Why Some Imported Foods Scares Me

Here is where government must exercise caution on pronouncements that have long term policy implications. Every modern economy has protectionist measures in place to protect vital industries from unfair trade practices. From milk and cheese in France, beef in the UK to potatoes in Idaho, governments craft legislation to protect the farming communities from what is in a nutshell, Competition, veiled as unfair trade practices!

In the effort to bolster certain priority areas in agriculture, government must also look to enhancing the internal capacity to produce a decent and profitable crop of tomatoes, onions or rice among others, through targeted policy. The Gambia’s perennial struggle to create self sufficiency in vital commodities has always been dogged by cheap and sub-standard imports of questionable quality that wouldn’t pass muster in the U.K. or the European Union (EU). It is common knowledge that European produce destined for export overseas may be wholesome but do not have to meet the stringent standards and guidelines demanded for exports to and within European or US markets. The trade practice of Dumping thus becomes commonplace!!

Vegetable cooking oil and what’s labeled Margarine or Mayonnaise for export outside of the EU are prime examples. The reason I wouldn’t touch these items in The Gambia!!

Yes, I am a strong advocate of free market competition and private sector led growth but in its nascent phase, the Gambian private sector, particularly in agriculture, must be shielded from unfair trade practices and dumping of cheap imports that Gambian and Lebanese importers flood our markets with. I believe that the wholesale lifting of tariffs on imports could serve to dampen local production in the medium and long term. Thus when the season for locally grown onions, tomatoes or potatoes arrives, levies must be imposed in order to afford local producers fair prices that command profitable farm gate revenue and returns to their investment albeit with enhanced quality management on the ground at the producer and marketing levels.

Similar measures could be applied to bolster rice production. I recall a conversation with a former Central Bank economist that said “If The Gambia can import rice cheaper from Thailand or Taiwan, why grow rice anyway. It’s a simple principle of economics at work,” he said. I shook my head in dismay and asked why he, the Economist, wouldn’t want to see an enhanced local capacity for rice production and also test the age old principle of economies of scale. I was to discover later that this same economist had a vested interest (commission/kickback) in what turned out to be the APRC rice imported from Taiwan or thereabouts.

So what I learned was that the “bigwig economist/policy maker” with the Central Bank of The Gambia and other policy makers then and at this time may not be acting in the best interest of Gambians or The Gambia but will undoubtedly look out for personal gain at the expense of Gambians. So informed Gambians must constantly question policy decisions that impinge on their sources of livelihood.
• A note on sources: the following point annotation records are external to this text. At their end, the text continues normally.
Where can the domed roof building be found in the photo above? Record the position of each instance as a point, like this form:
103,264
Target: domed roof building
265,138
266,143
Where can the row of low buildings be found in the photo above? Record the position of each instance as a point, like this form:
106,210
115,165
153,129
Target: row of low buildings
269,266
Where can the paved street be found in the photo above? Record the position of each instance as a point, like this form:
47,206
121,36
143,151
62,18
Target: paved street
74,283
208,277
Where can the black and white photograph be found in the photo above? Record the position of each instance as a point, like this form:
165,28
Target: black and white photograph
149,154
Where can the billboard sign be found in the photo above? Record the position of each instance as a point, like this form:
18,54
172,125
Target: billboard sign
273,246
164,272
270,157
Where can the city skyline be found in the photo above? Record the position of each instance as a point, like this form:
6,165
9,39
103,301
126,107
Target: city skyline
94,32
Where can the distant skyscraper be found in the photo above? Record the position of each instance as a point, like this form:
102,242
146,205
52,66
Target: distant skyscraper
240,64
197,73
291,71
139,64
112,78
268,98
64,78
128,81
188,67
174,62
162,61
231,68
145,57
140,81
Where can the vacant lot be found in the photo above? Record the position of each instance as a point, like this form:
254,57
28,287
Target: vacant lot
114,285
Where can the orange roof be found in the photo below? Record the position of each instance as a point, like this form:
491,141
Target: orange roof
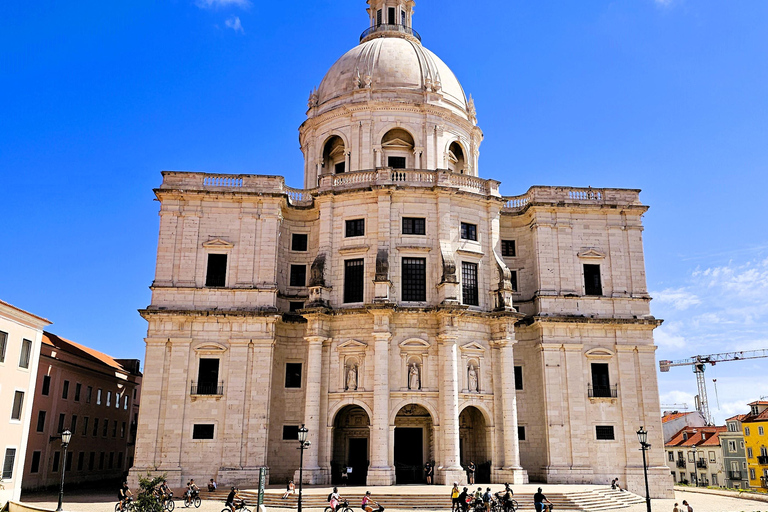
711,436
79,350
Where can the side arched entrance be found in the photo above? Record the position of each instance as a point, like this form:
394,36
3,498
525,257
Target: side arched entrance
351,446
414,444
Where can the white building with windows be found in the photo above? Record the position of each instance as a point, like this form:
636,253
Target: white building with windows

Onions for example, can be produced cheaper in The Gambia and at lower farm gate prices than imports from Europe with tangible data in support of this assertion. However, previous onion production schemes have been beset with massive post harvest and marketing losses that rendered the schemes unsustainable. Thus the need to draw upon the experiences of folks that were involved in those schemes become a must if we are to avoid similar pitfalls going forward. Senegal is also known to have imposed tariffs aimed at consolidating gains made by nascent dairy, tomato and fruit canning industries.

The Gambia must follow suit to protect nascent enterprises in the productive and other vital sectors. There’s absolutely nothing wrong with adopting non-tariff barriers aimed at protecting local industries albeit that the donor community may frown on that. However, strength in knowledge and capacity with trade negotiations are key items to the successful implementation of trade policy.

Not when you have, an APRC regime, water engineer acting as an executive and “all informed” trade minister or an NIA agent acting as trade attache at a Gambian embassy abroad!! Boy did they go wrong on that!! So Mr OJ Jallow, I’d like to get your input on agricultural trade policy going forward!!